Four scenes of the passion of Christ surround the cross. Around this central area are four more circular panels depicting the symbols of the four Evangelists and a rich variety of saints including Peter, Paul, early church fathers, John the Baptist and Mary Magdalene, as well as scenes from the life of Christ. At the extreme bottom on the left and right, King Juan II and Queen Isabela, kneel in prayer. The niche below the Tabernacle even revolves to display different sculptures to mark each of the major feasts of the church calendar such as Christmas and Easter in order to help focus the monk’s worship.
As if this amazing sculptural ensemble were not enough, the second feature of note lies in front of the altar and is the astonishing double tomb of King Juan II and his second wife, Isabel of Portugal. It dates from 1489 – 1493 and made from glowing crisp alabaster. Queen Isabel La Catolica had it created for her parents. In the shape of an eight pointed star, it is adorned with a profusion of sculptures – biblical characters on King Juan’s side and allegorical ones on the queen’s side.

Tomb of King Juan II
Tomb of Isabel of Portugal

Beyond the main church are three side chapels. The first containing treasures belonging to the monastery and of particular interest was the restored Chapel of Our Lady of Miraflores with it’s exuberant Baroque multi-coloured frescoes, freshly restored to their original glory.
Samson from King Juan II's tomb

King David
Abraham sacrificing Isaac
Ironically for me, however, the greatest treasure in the whole monastery is in the final chapel and is not any of the gilded or polychromatic sculptures or the gold and silver articles of treasure, but a 20th Century monochrome painting called the Elevation of the Cross by the Spanish Impressionist painter Joaquín Sorolla.
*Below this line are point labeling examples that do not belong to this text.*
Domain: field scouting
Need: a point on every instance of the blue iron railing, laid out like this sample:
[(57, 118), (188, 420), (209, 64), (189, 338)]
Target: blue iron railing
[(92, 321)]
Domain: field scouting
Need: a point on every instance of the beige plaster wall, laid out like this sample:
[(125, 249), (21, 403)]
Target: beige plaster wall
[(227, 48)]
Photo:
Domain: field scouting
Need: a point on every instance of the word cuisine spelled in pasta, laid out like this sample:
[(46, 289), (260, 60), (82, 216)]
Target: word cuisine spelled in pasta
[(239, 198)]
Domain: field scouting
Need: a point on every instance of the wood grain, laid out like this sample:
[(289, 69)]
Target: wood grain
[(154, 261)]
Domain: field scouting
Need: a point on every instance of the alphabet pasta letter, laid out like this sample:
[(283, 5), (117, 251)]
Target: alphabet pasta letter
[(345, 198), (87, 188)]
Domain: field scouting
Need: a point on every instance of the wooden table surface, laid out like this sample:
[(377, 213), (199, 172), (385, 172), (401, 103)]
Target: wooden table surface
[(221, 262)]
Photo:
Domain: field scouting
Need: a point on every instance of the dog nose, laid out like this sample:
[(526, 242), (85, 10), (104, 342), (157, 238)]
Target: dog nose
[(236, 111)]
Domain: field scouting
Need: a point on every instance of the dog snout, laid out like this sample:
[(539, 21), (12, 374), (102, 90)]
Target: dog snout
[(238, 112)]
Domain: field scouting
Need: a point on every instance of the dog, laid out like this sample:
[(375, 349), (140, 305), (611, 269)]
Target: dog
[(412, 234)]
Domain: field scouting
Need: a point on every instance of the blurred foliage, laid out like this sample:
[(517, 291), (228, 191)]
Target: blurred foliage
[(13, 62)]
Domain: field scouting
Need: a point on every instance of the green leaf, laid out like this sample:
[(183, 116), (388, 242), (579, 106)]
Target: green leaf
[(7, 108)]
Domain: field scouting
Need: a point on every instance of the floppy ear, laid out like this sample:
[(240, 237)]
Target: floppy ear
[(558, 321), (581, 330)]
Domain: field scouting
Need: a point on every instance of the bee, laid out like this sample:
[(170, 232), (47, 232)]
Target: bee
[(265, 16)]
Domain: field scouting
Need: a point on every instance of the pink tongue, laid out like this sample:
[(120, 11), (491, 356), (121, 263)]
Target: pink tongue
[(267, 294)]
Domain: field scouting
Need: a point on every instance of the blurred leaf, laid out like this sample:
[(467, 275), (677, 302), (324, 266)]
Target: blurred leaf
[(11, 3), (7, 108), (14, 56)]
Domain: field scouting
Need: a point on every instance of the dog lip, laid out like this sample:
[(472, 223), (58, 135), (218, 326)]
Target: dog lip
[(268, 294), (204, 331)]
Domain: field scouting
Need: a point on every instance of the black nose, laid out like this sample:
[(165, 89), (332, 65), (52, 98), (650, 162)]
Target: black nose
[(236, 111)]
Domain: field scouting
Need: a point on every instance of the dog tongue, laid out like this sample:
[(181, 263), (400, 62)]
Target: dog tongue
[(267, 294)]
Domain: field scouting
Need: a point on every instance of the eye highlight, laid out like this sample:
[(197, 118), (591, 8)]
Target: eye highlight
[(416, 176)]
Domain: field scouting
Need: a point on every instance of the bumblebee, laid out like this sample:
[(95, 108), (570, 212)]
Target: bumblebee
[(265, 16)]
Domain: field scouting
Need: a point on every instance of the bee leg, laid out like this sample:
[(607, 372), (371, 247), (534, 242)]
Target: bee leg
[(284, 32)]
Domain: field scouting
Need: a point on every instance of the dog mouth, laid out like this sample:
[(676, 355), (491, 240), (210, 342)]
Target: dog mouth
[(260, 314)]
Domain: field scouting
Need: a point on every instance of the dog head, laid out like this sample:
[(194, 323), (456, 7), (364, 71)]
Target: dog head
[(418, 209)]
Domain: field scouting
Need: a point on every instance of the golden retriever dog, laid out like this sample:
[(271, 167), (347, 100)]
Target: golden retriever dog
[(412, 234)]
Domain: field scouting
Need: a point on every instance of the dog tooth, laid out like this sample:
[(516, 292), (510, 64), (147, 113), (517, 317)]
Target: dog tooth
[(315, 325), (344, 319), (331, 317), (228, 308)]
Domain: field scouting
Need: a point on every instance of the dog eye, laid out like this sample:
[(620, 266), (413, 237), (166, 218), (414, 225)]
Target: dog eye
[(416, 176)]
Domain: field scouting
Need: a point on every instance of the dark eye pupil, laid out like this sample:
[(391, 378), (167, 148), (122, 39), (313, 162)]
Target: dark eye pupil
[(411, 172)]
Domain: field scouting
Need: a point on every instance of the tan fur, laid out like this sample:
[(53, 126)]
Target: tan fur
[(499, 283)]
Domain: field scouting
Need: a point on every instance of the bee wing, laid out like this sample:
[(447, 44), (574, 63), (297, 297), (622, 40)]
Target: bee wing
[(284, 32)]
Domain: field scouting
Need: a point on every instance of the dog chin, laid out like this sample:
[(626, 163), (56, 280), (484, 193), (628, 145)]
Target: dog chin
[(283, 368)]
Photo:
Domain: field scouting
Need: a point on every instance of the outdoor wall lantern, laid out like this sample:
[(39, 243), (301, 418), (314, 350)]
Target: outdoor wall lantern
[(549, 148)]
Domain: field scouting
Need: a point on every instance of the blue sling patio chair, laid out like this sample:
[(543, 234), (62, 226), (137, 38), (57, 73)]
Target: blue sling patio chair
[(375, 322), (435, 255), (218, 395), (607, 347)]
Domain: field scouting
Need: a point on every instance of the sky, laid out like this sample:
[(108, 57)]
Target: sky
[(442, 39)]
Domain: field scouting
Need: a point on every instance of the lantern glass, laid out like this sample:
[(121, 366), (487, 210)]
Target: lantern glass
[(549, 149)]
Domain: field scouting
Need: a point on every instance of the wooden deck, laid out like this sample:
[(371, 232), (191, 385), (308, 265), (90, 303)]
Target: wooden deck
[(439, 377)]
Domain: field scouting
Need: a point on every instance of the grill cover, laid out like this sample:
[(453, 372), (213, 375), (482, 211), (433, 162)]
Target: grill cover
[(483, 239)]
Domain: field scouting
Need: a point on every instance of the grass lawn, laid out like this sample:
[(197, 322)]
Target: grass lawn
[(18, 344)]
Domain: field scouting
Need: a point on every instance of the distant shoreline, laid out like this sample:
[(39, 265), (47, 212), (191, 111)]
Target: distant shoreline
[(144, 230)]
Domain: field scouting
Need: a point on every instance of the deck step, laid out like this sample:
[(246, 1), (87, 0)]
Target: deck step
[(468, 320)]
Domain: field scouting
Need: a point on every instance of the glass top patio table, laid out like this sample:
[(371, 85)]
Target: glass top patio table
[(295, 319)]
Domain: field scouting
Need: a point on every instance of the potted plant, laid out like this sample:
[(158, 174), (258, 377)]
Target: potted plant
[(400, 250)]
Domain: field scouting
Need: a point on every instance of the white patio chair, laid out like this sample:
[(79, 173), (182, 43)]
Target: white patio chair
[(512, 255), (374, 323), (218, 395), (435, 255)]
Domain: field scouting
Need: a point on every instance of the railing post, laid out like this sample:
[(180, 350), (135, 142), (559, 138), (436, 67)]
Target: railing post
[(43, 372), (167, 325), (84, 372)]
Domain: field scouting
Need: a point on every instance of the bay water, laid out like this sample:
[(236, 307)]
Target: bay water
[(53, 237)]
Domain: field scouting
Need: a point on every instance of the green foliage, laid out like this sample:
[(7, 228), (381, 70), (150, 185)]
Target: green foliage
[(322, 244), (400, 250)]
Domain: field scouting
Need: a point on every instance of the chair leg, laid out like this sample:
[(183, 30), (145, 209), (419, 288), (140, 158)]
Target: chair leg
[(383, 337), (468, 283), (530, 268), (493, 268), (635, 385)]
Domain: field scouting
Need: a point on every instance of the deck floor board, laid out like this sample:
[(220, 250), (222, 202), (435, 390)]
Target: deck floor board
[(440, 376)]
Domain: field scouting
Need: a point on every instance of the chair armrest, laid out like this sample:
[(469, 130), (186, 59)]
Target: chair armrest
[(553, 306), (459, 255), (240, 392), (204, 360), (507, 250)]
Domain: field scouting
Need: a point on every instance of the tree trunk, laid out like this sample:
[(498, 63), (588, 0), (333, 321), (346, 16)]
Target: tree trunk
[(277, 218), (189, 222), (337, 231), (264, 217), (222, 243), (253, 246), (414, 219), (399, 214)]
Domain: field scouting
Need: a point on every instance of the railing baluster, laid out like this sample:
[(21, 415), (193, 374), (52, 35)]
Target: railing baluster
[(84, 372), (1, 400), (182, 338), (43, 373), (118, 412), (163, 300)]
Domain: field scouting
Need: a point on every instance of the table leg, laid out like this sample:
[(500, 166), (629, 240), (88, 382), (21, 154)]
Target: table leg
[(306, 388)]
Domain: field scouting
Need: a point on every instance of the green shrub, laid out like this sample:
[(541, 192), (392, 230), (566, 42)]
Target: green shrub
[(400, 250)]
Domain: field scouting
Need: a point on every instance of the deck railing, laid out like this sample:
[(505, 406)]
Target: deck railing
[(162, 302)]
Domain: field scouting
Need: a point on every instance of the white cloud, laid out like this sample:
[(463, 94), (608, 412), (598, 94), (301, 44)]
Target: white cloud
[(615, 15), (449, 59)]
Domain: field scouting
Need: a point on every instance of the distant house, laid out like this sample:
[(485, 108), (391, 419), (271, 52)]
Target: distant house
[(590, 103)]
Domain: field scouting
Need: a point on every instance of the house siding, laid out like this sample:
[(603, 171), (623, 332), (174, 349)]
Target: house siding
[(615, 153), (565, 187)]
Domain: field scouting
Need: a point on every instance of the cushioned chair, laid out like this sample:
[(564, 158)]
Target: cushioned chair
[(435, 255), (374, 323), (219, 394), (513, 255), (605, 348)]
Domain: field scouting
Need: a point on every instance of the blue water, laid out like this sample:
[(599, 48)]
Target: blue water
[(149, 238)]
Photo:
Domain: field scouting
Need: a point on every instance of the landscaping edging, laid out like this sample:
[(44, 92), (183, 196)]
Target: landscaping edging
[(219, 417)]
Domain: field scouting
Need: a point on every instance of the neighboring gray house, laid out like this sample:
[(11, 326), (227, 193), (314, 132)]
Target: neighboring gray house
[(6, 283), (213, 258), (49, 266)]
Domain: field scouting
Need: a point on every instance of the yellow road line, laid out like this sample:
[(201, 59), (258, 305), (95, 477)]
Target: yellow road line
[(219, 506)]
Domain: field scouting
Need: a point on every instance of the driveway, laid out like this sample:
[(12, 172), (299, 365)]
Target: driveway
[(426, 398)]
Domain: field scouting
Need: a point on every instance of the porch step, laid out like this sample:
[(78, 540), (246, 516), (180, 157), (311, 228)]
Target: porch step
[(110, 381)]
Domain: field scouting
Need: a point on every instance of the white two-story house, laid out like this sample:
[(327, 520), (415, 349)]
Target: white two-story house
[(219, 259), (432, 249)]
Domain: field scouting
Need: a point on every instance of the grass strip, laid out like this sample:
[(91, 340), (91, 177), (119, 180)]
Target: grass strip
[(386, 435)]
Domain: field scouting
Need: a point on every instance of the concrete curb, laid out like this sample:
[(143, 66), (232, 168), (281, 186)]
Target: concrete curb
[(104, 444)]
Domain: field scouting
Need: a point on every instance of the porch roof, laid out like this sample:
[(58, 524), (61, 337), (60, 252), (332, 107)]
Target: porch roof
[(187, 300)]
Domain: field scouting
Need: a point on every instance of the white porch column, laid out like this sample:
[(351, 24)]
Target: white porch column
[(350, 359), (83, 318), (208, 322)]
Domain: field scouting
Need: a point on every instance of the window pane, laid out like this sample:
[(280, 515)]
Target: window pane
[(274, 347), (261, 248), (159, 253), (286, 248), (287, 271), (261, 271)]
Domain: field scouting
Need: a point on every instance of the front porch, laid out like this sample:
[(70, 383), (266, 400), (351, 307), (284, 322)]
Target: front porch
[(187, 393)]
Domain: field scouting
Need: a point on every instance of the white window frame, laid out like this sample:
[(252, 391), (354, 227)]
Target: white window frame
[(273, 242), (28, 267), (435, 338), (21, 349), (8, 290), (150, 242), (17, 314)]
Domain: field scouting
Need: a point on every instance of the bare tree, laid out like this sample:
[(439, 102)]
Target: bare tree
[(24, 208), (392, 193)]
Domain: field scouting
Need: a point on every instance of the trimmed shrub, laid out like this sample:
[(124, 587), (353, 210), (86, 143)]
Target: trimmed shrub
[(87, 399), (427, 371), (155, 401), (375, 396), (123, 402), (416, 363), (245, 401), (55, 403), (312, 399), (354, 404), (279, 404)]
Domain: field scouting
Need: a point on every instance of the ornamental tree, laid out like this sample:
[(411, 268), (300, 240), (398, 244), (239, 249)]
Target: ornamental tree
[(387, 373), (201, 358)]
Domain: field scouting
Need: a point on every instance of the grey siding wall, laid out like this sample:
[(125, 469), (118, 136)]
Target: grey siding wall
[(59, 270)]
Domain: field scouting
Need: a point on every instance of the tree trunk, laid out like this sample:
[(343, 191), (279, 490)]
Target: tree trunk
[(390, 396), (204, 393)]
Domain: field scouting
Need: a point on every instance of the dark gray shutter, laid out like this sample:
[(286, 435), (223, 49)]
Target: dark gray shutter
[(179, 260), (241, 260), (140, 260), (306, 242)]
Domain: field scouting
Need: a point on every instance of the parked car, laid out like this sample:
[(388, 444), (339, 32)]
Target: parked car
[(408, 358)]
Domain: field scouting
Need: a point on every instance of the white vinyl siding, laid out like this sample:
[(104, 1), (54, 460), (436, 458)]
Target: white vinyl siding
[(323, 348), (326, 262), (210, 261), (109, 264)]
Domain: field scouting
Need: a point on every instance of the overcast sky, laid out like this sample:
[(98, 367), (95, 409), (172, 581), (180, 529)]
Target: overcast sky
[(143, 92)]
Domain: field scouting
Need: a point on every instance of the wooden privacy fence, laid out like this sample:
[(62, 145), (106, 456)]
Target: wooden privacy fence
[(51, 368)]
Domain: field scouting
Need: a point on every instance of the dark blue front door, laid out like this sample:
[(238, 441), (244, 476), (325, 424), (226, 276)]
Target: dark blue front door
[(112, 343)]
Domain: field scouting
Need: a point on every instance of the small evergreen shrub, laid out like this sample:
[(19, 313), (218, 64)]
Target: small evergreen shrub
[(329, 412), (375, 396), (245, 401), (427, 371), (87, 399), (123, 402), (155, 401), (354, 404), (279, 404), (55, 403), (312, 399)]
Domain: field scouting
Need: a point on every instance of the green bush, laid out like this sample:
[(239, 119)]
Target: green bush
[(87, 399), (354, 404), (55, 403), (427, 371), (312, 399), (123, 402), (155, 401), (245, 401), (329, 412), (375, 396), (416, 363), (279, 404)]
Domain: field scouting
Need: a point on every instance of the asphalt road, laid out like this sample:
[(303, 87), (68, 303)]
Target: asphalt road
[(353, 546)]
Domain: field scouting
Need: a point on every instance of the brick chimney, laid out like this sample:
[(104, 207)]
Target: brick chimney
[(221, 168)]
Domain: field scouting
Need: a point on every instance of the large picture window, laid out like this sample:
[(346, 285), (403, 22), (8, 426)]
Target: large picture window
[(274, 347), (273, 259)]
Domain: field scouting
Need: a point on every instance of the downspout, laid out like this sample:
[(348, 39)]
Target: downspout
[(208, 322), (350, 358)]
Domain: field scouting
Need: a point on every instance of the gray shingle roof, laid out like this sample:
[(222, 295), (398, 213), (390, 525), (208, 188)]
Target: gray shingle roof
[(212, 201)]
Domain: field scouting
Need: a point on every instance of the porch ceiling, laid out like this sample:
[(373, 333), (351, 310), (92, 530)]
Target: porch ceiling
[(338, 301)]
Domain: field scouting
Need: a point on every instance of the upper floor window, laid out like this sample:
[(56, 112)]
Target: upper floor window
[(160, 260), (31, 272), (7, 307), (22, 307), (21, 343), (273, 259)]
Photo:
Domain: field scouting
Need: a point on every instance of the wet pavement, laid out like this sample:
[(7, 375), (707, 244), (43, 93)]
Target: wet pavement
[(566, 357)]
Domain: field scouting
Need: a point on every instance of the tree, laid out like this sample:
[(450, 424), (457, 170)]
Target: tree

This unusual portrayal of the crucifixion shows the brutality of the execution through it’s limited pallet (it seems to be in black and white, but closer inspection reveals rich brushstrokes of gold and shades of brown. 
Sorolla's Elevation of the Cross
The almost industrial intrusion of rough, brutal hands in the foreground are pulling ropes which themselves are obviously connected to pulleys which although unseen are suggested outside the view and are hoisting the cross forward and upright towards it’s sickening, joint dislocating thud into it’s socket, for which Christ has closed his eyes and braced himself in readiness. Christ’s mother reels back in tortured anguish, while St. John’s turns his distraught gaze, full of pathos and concern, suddenly towards her, emphasised by a suggestion of wind whipping at his hair.
Mary’s outstretched arms of grief and despair seem to echo those of Christ on the cross. The men pulling the rope almost seem to be pulling in rebellion against Heaven itself. But isn’t that the rebellious state of all our hearts? We pull against God and his love and it is this which put Christ on the cross for our sins.


Sorolla painted this deeply moving scene for a friend who was a monk in the monastery and had it on a wall of his cell for many years. I stood transfixed before it for some time contemplating the scene and could only pull myself away from John’s powerful gaze it with some difficulty.
When I got home to Ireland, I asked my friend Martin Stelcik (http://stelcikmartin.wix.com/drawing) to create for me a pastel sketch of the painting for my study and I think he produced a very moving copy which captures all the drama of the original.


Baroque detailing from Chapel of Our Lady of Miraflores
It was time to leave the monastery, find lunch and finish our walk to an albergue, but I was so glad I had made the effort to visit Cartuja de Miraflores and if you are walking the Camino, I would recommend that you make the effort to take a detour – you will be richly rewarded.